NVIDIA / gpu-operator

NVIDIA GPU Operator creates, configures, and manages GPUs in Kubernetes
https://docs.nvidia.com/datacenter/cloud-native/gpu-operator/latest/index.html
Apache License 2.0
1.88k stars 305 forks source link

Nvidia-driver always installing the driver when the pod restarts #831

Open uselessidbr opened 4 months ago

uselessidbr commented 4 months ago

The template below is mostly useful for bug reports and support questions. Feel free to remove anything which doesn't apply to you and add more information where it makes sense.

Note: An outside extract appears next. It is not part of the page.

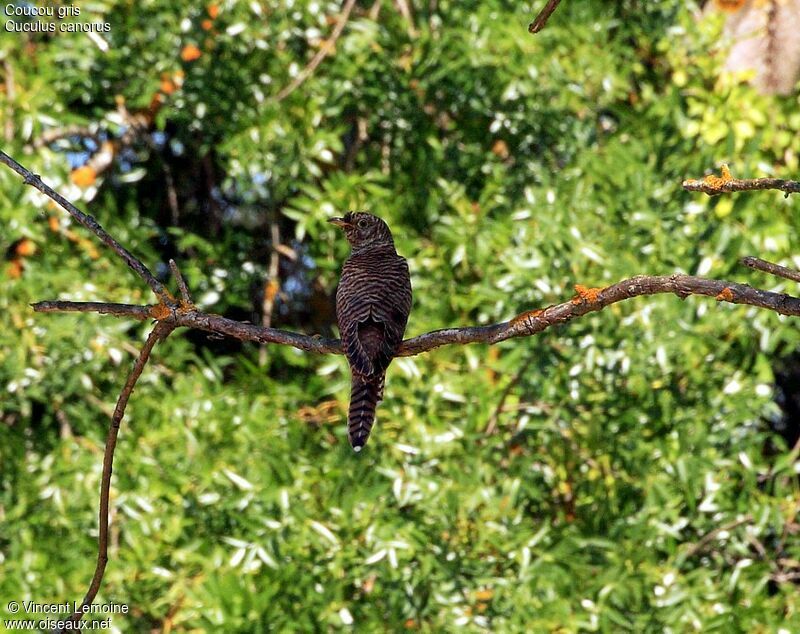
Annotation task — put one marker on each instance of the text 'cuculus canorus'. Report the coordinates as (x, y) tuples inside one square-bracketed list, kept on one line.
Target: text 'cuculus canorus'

Important Note: NVIDIA AI Enterprise customers can get support from NVIDIA Enterprise support. Please open a case here.

1. Quick Debug Information

2. Issue or feature description

Briefly explain the issue in terms of expected behavior and current behavior. Every time the pod nvidia-driver-daemonset restarts it install the driver over again even when the modules are loaded

3. Steps to reproduce the issue

Detailed steps to reproduce the issue. Just kill the “nvidia-driver-daemonset” pod and it will trigger the driver reinstall

4. Information to attach (optional if deemed irrelevant)

+-----------------------------------------------------------------------------------------+ | Processes: | | GPU GI CI PID Type Process name GPU Memory | | ID ID Usage | |=========================================================================================| | 0 N/A N/A 2087110 C python3 7112MiB | | 0 N/A N/A 2088265 C python3 7112MiB | +-----------------------------------------------------------------------------------------+`

Collecting full debug bundle (optional):

curl -o must-gather.sh -L https://raw.githubusercontent.com/NVIDIA/gpu-operator/master/hack/must-gather.sh 
chmod +x must-gather.sh
./must-gather.sh

NOTE: please refer to the must-gather script for debug data collected.

This bundle can be submitted to us via email: operator_feedback@nvidia.com

cdesiniotis commented 4 months ago

@uselessidbr this is the current limitation with our driver containers -- it will always re-install the driver on a container restart. There is some work ongoing to avoid re-installations on container restarts, but there is no timeline for when that would make it into a release.

uselessidbr commented 4 months ago

@uselessidbr this is the current limitation with our driver containers -- it will always re-install the driver on a container restart. There is some work ongoing to avoid re-installations on container restarts, but there is no timeline for when that would make it into a release.

@cdesiniotis Thanks very much for your reply!

This behaviour is triggering another problem, causing this error within initContainer:

Could not unload NVIDIA driver kernel modules, driver is in use

To workaround it, i had to set:

  manager:
     - name: ENABLE_GPU_POD_EVICTION
        value: "true"
      - name: DRAIN_DELETE_EMPTYDIR_DATA
        value: "true"

Also:

 upgradePolicy:
    autoUpgrade: false

The latter, to workaround this error:

Auto eviction of GPU pods on node NODENAME is disabled by the upgrade policy

Which is being triggered even with this settings:

    gpuPodDeletion:
      force: true
      timeoutSeconds: 300
      deleteEmptyDir: true

Any reason why we’re getting this error?